Please... implement this feature in the final release of EF4.

Thanx

Marco

# Muhammad Mosa said on August 6, 2009 5:41 AM:

Thank you so much Kati,

This is just in time, I was about to start working on it to make this comparison, you just saved my time.

And good job EF team. Good luck with the rest

# Gabor Mezo said on August 7, 2009 9:17 AM:

Hi,

Will DefaultIfEmpty() operator be supported in EF v2 (LINQ outter joins)?

Thanks,

Gabor

# Kati Iceva said on August 7, 2009 3:54 PM:

Hi Gabor,

Yes, DefaultIfEmpty() will be supported in EF in .NET 4.0.

Thanks,

Kati

# Kati Iceva said on August 7, 2009 3:54 PM:

Hi Gabor,

Yes, DefaultIfEmpty() will be supported in EF in .NET 4.0.

Thanks,

Kati

# James Hancock said on August 10, 2009 10:51 AM:

Asside from not being able to do this Product.ID == (Guid) SomeObject in a where clause causing all kinds of variable declarations in our code all of the time for no particular reason, the most frustrating thing is doing Left Outer Joins. These are a major PITA in linq. PLEASE PLEASE PLEASE add an outerjoin command that simplifies this so that I can do simple left outer joins.

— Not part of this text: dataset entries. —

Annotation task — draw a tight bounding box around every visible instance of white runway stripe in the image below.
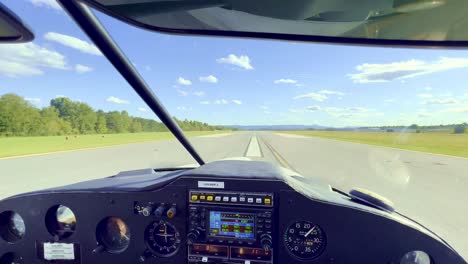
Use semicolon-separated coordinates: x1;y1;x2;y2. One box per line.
245;135;262;157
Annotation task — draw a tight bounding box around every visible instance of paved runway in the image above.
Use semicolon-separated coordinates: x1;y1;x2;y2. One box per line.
1;131;467;259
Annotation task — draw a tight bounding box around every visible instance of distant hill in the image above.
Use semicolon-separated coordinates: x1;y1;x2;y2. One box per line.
226;125;329;130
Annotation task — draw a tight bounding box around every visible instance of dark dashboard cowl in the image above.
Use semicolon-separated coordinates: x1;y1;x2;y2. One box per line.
0;160;465;264
179;160;284;180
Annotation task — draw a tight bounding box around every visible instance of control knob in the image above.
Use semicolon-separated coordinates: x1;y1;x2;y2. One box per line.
187;229;200;245
141;205;154;217
260;234;273;251
153;204;166;217
167;206;177;219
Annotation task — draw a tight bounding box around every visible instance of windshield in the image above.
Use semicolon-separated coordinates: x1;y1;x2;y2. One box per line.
1;0;468;260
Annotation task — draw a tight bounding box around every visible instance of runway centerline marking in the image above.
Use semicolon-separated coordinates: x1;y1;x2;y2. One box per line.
245;135;262;157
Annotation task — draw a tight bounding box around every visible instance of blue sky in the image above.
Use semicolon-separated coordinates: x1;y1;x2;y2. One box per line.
1;0;468;127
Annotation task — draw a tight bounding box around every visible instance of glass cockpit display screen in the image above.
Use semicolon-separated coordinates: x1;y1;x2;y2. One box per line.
208;211;255;240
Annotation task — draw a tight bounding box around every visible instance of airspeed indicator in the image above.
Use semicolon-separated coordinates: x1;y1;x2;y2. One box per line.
283;221;326;260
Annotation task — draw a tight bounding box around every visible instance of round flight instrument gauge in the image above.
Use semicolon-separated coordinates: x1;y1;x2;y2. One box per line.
0;211;25;243
283;221;326;260
96;217;131;254
145;220;181;257
46;205;76;239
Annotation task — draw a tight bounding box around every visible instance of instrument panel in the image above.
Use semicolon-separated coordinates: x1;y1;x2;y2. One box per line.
0;160;464;264
186;191;274;263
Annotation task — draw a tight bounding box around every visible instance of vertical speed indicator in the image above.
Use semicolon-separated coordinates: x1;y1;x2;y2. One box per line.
283;221;326;260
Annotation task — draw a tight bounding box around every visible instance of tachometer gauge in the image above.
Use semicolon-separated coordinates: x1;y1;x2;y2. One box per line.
284;221;326;260
96;217;131;254
145;220;181;257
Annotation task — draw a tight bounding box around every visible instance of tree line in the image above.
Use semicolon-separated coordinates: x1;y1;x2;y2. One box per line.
367;123;467;134
0;93;226;137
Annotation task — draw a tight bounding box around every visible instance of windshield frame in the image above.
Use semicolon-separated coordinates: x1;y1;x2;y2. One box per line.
58;0;206;165
79;0;468;49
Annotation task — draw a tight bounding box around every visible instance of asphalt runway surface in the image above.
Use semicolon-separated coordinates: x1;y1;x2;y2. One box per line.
1;131;467;259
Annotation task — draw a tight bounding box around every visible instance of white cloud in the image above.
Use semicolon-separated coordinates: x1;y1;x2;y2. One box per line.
349;58;468;83
199;75;218;83
200;99;241;105
215;99;229;105
288;108;306;113
424;86;433;91
319;90;345;96
177;106;191;111
106;96;129;104
293;93;328;102
306;106;322;111
177;77;192;86
347;107;370;112
418;93;433;98
295;83;305;87
443;105;468;113
274;79;297;84
292;105;381;120
25;97;41;104
417;112;433;118
440;92;453;97
384;99;396;103
193;91;205;97
422;98;459;105
305;106;371;114
74;64;93;73
30;0;61;10
0;43;68;77
177;90;189;96
138;107;148;112
216;54;254;70
260;105;269;110
330;111;383;119
44;32;102;56
329;113;354;118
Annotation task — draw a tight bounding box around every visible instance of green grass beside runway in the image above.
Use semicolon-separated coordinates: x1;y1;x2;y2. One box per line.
283;130;468;158
0;131;227;158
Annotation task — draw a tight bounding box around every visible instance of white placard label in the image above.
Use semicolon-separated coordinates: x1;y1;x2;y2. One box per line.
44;243;75;260
198;181;224;189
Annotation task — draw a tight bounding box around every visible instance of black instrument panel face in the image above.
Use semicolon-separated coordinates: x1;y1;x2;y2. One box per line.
0;185;188;264
0;173;464;264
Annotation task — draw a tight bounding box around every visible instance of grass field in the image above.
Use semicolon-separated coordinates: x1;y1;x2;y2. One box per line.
0;131;226;158
284;130;468;158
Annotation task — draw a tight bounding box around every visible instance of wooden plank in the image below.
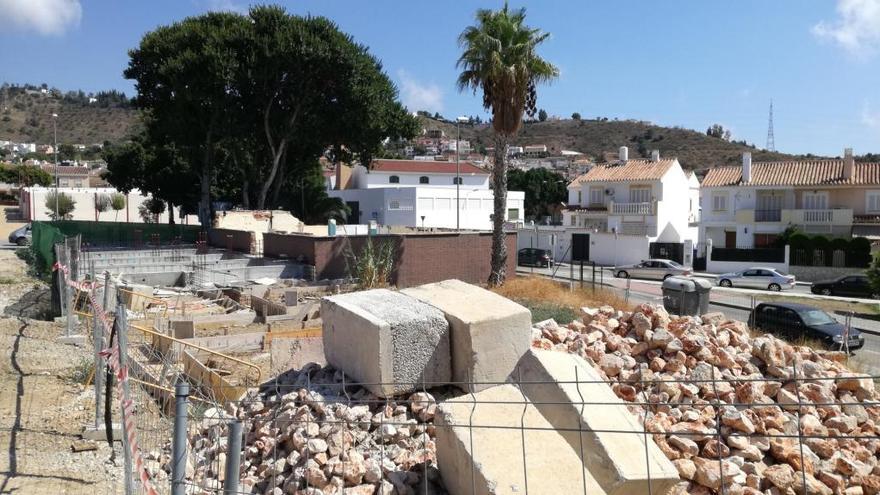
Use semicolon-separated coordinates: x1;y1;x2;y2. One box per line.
262;327;322;350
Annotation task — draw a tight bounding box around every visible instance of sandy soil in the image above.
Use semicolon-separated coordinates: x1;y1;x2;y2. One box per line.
0;220;123;493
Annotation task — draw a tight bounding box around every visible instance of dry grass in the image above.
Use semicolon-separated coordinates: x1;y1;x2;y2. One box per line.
493;275;632;323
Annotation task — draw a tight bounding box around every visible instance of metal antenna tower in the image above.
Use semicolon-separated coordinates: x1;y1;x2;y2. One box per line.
766;100;776;152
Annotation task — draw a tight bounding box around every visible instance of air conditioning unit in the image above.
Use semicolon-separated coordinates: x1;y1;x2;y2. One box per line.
605;189;615;196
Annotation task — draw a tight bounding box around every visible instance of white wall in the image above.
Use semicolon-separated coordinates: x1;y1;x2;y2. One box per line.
655;161;696;244
589;232;651;266
351;165;490;189
21;187;197;224
329;186;524;230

The only other thing is that I have all kinds of cases where I want to return a property that isn't part of the database in the select.  This should be supported, because it should know to select on the database the ones that are applicable to the database, then pull the proper properties for the rest from the object. Linq to SQL seems to do a pretty good job of this, but Linq to Entities is horrible.

Solving these issues and your support for functions will make .NET 4 fantastic.... well that and PICO and non diagram based implimentations so that people can inherit from our objects and add fields etc....

# shawn said on August 11, 2009 2:19 PM:

It's great to see improvements in the SQL generated by the EF.  One thing that I think could be a small improvement is to use shorter generated names for the tables/extents/projections.  Linq2Sql uses [t0], [t1], etc and the shorter names IMHO make for less "noise" in the SQL and a more readable query.  Plus every byte counts when sending SQL statements over the wire, especially when going from a local client to a remote database over an encrypted connection.  Just something to consider.

Also, +1 on what James said.

# Mark Rowe said on August 13, 2009 2:58 PM:

Coming from a biztalk environment, will For XML still be supported?

# Kati Iceva said on August 17, 2009 1:12 PM:

Thanks for your comments.

James, Entity Framework 4.0 will support DefaultIfEmpty, whic is used for achieving a LeftOuterJoin in Linq.

Shawn, we will consider your suggestion.

Thanks,

Kati

# danieldsmith said on August 18, 2009 9:16 AM:

Absolutely agree with Shawn about the shorter alias names.

Shorter names are cleaner, easier to read, cut bandwidth costs, and I'd imagine it would also mean slightly faster query parsing on the server side too.

# J-P said on August 28, 2009 3:24 AM:

Good to see those improvements.

Some time ago I had a query something like:

bool b = context.Categories.Any(c => c.Products.Count > 10);

Although mine was much more complicated this one serves quite well as an example.

The SQL according to the SQL Server Profiler for this query is: (with a little beautifying to make it readable)

---------------------------------------------------

CASE WHEN ( EXISTS (SELECT

1 AS [C1]

FROM ( SELECT

(SELECT

COUNT(1) AS [A1]

FROM [dbo].[Products] AS [Extent2]

WHERE [Extent1].[CategoryID] = [Extent2].[CategoryID]) AS [C1]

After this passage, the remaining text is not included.